パターンA:「ビジネス・業界を知るため」に参加したい場合
【例文】
私はメディア業界で求められる人物像やメディア業界で働くことへのイメージを得るために御社の長期インターンを志望します。
私は将来的に「人のライフスタイルをより良いものにする」というビジョンを持っておりその達成のためにメディアという手段が最適だと考えています。
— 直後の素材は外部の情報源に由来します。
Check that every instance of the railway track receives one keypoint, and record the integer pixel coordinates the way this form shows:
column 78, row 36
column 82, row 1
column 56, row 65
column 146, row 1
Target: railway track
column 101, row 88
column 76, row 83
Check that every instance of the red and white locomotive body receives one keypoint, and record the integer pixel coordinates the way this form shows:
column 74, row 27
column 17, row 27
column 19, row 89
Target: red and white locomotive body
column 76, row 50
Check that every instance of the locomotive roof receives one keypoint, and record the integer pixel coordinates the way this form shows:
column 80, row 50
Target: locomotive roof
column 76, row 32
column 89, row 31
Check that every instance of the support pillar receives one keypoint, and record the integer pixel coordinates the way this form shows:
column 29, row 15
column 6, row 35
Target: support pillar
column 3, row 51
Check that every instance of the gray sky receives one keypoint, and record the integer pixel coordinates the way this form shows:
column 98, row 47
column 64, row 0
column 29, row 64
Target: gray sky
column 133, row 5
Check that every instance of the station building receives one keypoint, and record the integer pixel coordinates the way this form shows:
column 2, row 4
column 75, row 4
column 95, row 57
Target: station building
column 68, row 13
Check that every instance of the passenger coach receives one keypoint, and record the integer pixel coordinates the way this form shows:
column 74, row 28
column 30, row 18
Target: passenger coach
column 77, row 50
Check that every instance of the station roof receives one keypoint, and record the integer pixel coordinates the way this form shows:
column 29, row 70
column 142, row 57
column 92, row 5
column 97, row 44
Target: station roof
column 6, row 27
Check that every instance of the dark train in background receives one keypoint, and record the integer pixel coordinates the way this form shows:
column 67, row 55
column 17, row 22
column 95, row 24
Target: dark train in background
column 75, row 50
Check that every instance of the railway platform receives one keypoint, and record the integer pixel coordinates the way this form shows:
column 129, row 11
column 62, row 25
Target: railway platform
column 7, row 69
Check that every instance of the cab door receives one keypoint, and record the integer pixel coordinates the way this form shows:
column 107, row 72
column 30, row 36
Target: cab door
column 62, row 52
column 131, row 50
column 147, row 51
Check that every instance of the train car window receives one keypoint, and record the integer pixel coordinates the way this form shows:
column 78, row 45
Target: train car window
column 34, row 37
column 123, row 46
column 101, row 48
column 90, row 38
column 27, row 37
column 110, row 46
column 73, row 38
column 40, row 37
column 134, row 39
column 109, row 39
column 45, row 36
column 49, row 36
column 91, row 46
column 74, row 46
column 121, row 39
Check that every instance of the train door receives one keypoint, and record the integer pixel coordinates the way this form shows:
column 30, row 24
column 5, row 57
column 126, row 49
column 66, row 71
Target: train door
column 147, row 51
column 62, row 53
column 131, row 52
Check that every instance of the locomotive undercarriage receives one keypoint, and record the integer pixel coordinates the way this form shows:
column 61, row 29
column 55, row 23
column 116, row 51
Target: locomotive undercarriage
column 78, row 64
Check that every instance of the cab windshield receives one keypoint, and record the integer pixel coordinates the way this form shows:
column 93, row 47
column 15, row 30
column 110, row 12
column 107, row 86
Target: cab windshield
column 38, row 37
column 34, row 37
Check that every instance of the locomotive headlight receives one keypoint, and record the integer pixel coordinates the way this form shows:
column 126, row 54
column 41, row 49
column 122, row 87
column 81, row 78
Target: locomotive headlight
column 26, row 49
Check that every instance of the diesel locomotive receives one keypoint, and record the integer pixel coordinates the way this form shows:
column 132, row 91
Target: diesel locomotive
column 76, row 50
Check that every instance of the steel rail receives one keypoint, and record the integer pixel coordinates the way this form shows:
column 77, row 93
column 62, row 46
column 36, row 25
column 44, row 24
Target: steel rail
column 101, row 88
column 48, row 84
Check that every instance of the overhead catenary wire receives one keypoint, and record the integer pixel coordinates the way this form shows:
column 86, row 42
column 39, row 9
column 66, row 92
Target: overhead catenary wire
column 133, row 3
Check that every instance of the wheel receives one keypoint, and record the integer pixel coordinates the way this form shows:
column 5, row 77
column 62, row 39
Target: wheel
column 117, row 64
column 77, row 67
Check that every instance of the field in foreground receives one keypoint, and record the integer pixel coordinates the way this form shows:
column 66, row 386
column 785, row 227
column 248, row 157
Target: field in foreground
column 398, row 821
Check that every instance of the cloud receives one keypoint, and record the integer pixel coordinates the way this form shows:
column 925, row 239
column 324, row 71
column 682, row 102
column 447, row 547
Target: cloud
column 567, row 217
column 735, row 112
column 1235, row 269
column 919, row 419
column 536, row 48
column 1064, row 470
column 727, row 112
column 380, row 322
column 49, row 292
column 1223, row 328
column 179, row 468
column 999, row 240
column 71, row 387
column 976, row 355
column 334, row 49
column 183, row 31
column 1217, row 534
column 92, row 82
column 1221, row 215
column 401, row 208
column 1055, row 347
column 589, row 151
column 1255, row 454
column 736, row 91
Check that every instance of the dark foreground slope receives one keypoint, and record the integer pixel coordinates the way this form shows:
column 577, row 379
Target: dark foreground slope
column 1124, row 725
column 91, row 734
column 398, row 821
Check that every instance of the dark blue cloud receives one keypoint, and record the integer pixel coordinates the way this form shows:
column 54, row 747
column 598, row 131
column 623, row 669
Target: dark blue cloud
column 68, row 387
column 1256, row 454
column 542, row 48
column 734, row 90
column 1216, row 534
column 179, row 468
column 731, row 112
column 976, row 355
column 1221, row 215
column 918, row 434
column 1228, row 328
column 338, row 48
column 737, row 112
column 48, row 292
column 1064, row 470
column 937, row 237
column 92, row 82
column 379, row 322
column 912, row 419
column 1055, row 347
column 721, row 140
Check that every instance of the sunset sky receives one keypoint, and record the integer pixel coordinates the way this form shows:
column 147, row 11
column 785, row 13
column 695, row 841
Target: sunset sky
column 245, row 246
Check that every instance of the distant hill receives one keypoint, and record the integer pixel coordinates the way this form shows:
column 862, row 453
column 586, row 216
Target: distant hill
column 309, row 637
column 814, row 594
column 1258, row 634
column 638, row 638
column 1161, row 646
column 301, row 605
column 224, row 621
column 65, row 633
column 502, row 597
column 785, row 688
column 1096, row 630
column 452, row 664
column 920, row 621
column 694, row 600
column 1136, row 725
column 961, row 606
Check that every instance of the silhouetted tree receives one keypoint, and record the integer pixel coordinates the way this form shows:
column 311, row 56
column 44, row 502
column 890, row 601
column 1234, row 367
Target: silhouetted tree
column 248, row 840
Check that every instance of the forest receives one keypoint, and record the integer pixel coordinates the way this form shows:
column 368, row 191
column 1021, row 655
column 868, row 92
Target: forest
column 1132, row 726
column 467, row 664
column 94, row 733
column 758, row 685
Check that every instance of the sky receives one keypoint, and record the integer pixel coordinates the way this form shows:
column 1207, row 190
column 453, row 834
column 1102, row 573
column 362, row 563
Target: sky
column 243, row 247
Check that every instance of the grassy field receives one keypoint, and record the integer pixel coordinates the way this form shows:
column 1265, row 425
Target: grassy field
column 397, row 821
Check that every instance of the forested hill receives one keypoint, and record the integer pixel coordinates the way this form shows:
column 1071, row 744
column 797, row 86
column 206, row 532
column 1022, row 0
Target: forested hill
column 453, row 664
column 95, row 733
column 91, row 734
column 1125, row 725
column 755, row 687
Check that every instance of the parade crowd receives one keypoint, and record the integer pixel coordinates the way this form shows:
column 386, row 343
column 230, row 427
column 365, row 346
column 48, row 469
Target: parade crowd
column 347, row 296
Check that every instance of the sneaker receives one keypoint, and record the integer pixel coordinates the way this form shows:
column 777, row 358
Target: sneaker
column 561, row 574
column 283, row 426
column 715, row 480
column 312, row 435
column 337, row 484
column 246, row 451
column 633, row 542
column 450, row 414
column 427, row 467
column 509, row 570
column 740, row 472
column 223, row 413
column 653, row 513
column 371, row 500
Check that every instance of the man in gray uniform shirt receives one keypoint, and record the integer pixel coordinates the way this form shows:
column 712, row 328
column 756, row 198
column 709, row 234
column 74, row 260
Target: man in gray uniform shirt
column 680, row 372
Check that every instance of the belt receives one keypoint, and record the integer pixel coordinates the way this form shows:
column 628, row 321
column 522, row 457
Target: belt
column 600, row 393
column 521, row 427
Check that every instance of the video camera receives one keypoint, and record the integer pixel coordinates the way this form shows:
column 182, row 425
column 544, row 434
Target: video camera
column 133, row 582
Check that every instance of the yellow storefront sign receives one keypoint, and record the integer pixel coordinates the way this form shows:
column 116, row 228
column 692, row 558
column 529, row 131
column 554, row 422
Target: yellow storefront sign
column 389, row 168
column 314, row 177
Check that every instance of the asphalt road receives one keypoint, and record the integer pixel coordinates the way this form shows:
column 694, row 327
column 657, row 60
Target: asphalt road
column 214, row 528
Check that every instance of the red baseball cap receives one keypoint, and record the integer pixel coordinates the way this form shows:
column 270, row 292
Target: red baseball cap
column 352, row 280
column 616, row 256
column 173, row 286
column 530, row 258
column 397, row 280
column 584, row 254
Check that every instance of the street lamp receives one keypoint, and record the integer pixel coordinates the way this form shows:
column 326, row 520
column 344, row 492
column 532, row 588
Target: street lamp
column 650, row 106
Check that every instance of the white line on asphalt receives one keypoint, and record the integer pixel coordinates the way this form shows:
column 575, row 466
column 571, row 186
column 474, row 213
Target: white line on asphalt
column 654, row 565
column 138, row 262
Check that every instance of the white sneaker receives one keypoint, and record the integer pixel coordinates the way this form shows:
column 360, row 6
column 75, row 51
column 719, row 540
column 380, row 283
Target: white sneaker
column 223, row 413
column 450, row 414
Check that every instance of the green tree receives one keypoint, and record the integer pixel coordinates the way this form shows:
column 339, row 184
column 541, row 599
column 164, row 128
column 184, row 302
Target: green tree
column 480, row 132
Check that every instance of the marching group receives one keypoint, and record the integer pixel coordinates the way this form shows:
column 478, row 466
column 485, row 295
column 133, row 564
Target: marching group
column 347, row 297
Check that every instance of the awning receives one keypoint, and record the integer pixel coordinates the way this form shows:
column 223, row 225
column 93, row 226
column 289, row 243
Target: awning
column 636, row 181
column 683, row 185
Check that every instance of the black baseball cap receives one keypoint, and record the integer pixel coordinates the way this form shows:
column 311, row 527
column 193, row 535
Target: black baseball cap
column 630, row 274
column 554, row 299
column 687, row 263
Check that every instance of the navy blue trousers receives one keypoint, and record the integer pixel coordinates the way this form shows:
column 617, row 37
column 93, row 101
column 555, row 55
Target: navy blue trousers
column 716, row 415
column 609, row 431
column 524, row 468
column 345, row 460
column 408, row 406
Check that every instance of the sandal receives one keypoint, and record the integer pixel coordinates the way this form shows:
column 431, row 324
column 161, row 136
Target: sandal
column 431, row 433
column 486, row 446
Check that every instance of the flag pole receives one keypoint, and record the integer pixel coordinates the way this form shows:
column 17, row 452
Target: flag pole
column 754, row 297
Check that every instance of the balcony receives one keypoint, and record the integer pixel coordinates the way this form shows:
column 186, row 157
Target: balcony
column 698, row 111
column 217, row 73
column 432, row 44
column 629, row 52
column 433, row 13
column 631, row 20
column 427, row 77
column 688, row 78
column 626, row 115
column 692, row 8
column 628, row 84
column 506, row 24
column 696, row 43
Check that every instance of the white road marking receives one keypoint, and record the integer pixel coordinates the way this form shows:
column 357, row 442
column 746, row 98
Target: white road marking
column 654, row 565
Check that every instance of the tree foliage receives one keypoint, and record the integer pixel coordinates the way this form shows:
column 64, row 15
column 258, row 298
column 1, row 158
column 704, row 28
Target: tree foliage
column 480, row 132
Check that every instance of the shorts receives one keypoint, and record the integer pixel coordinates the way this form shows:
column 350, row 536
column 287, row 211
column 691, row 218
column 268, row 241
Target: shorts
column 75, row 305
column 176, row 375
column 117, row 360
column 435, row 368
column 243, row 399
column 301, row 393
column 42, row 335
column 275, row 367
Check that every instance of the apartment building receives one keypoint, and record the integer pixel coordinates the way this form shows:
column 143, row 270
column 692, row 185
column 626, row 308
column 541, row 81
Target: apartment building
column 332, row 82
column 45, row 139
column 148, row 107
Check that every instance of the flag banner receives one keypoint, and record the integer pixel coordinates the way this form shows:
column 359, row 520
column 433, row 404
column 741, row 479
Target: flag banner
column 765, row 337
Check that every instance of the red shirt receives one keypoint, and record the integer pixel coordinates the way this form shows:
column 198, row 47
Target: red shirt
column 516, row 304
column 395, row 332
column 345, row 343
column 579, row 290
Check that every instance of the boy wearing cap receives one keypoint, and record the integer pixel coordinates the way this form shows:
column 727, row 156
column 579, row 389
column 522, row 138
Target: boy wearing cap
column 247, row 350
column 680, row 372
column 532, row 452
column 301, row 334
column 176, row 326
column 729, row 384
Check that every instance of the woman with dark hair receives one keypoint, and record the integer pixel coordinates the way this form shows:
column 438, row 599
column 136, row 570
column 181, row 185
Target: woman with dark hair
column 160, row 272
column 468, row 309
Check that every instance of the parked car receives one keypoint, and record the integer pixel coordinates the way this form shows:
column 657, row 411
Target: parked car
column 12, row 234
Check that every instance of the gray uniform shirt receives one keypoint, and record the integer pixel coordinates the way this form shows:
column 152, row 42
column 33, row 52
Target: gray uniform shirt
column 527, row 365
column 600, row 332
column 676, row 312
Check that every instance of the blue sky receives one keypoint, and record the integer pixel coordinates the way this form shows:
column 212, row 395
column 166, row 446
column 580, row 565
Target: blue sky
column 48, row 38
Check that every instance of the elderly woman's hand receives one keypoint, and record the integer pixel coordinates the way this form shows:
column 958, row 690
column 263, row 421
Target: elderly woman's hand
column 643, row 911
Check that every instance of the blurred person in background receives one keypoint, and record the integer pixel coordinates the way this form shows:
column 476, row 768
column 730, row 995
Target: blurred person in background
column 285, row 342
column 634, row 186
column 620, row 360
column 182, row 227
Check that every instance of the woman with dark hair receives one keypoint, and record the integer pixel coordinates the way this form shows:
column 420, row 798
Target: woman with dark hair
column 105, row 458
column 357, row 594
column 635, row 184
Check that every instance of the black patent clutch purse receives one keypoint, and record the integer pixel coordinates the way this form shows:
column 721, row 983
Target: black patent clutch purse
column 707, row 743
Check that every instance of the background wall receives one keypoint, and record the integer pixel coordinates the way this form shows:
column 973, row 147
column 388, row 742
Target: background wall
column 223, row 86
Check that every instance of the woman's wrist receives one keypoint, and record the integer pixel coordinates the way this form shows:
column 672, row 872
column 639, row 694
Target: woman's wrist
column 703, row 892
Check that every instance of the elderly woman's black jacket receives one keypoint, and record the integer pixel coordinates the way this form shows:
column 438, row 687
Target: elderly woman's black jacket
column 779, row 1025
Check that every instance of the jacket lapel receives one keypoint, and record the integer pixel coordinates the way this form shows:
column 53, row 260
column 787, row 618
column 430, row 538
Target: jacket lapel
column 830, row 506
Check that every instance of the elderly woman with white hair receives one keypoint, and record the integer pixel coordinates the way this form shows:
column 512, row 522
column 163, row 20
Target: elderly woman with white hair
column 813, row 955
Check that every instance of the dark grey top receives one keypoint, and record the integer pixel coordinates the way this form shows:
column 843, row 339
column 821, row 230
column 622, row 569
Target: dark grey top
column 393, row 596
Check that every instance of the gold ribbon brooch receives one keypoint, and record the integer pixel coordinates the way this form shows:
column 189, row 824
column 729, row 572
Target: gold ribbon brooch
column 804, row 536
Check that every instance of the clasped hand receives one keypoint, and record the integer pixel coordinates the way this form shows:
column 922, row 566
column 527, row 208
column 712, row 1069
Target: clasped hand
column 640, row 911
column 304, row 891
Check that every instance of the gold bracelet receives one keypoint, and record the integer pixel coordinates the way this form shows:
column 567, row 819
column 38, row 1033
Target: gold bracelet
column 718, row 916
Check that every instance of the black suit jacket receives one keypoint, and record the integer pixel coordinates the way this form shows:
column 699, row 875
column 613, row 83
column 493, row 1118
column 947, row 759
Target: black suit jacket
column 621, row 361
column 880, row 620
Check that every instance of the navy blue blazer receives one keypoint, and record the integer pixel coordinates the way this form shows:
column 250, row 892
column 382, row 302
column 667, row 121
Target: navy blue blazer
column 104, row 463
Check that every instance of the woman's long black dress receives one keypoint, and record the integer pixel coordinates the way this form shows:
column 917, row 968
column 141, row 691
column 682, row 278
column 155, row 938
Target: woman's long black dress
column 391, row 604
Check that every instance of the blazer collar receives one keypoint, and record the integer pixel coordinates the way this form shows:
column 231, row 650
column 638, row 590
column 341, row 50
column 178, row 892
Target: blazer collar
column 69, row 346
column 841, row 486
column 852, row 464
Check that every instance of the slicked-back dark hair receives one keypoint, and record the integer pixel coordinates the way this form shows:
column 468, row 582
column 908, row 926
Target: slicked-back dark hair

御社のインターンは「○○」というメディアの運営全般に一貫して関われるということで私の業界理解にしている上、「▲▲」という理念に共感したため是非挑戦したいと思いました。
私は日頃から貴社のメディアが主として取り上げる★★をチェックしており、また大学のレポートを始めとして3000文字~5000文字の文章を書く機会が多く文字を書くことに抵抗が少ないため、貴社の「〇〇」の発展にも寄与できると考えております。
【解説】 「ビジネス・業界を知るため」に参加する人が推すべきポイントは、「自分が情報を得たい」という動機の部分です。 そのため、「なぜその知識を得たいと思ったのか」という根拠を明確に提示することをおすすめします。
今回の例文では、「将来の夢(ライフスタイルの向上)の実現手段として、メディアが合っているか確認したい」という目的を軸に、志望動機を組み立てています。
このタイプの人にありがちな失敗は、以下の3点です。
・長期インターンをする目的が弱い「ふわふわ」系の発想になること
・業務の華やかな側面しか見ない「きらきら」系の発想になること
・情報や経験を貰うだけの「Take思考」になり、企業への「Give思考」が抜けていること
これらの落とし穴にはまらないためにも、基本の4要素に加えて、以下の点を意識して書いてみてください。
・なぜその情報・知識を得ようと思ったのか
・自分の強みを活かして、どう貢献(Give)していきたいか
・「目的のためなら何でもやります!」という熱意
パターンB:「スキル・経験を身につけるため」に参加したい場合
【例文】
今回私はマーケティングに必要なビジネススキルを得るために御社の長期インターンを志望します。
私はマーケティングという職種に興味があったため大学でマーケティングの授業を取っておりますが、そこで得られるアカデミックな情報以外にも実際のビジネスに根付いたスキルを得たいと思っています。御社は○○領域と言う新規市場を開拓しているため市場開拓に於いて用いられるマーケティングスキルを学べる場と考えました。
私はマーケティングの用語など最低限の素養は身に付けておりますし、中高6年間のバレーボール部での活動から地道にコツコツと何かをすることに抵抗が無いため、貴社でもまずは地道な業務からコミットしてスキルを身につけていこうと考えています。
【解説】 「ビジネススキル・経験をつけるため」に参加する人が推すべきポイントは、以下の2点です。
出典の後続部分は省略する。